Appendice alle puntate di 20 canzoni, perchè vedo ovunque fili che si intrecciano, si aggrovigliano, rimandano gli uni agli altri, proprio come succede nella vita: è tutto legato.
Quelli facili da annodare sono le relazioni che esistono tra gli autori delle 20 canzoni: c'è ad esempio un filo che parte da una sala prove di Via Piemonte a Monza, e lega insieme gli Afterhours e Cesare Malfatti, e poi Mauro "Joe" Giovanardi e Nick Cave, e poi Nick Cave a Blixa Bargeld degli EN e PJ Harvey, fino a collegare tutti gli autori delle 20 canzoni.

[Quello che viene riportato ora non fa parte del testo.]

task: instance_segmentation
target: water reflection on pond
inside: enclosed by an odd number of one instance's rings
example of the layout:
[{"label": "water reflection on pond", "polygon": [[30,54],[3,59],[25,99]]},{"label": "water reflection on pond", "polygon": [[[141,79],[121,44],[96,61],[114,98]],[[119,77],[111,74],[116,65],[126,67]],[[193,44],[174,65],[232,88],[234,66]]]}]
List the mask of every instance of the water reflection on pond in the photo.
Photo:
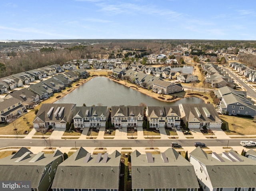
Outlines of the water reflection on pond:
[{"label": "water reflection on pond", "polygon": [[178,105],[179,103],[204,103],[200,98],[187,98],[173,102],[162,102],[136,90],[114,82],[106,77],[96,77],[57,100],[56,103],[74,103],[82,106],[97,105],[109,107],[119,105],[136,106],[143,102],[149,106]]}]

Poi c'è un altro filo, ma più cerco di tirarlo e più mi rimane in mano, senza portarmi da nessuna parte.
Quando ho cominciato a scrivere delle 20 canzoni, sono andato a riprendere "Alta fedeltà" perchè volevo citarne un paio di paragrafi.
Poi mi sono messo a rileggerlo velocemente, e ho trovato i paragrafi che ho poi citato negli ultimi post.
E questi ultimi estratti (puntate 7, 8 e 9) introducevano un tema: quanto è
davvero importante la musica nella nostra vita?
Le conclusioni di Nick Hornby sono che sì, è importante, ma in fondo non è
così importante.
C'è altro oltre alla musica.
Ora.
Io sono d'accordo eh.
Però: con riserva.
Perchè qualsiasi cosa ti sembri importante, è sempre possibile dire che c'è qualcosa di altro che importa veramente.
Il problema è che dipende da qui e ora, e da quale prospettiva si vogliono guardare le cose.
La musica, certo.
Ma anche la vita, l'amore, la famiglia, l'arte, la religione, la politica, quello che volete.
Ci sarà sempre qualcuno che ti dirà, con aria annoiata: si però, in fondo, è davvero così importante?
E allora, la mia risposta è: boh.
Non ce l'ho una risposta.
Qualcuno ne ha una?
Note e links:
[1] Per chi volesse invece ascoltare comodamente le 20 canzoni, la compilation esiste anche sotto forma di mp3, scaricabili da qui:
[2] Già che c'ero, ho messo lì anche il
pdf di Alta fedeltà.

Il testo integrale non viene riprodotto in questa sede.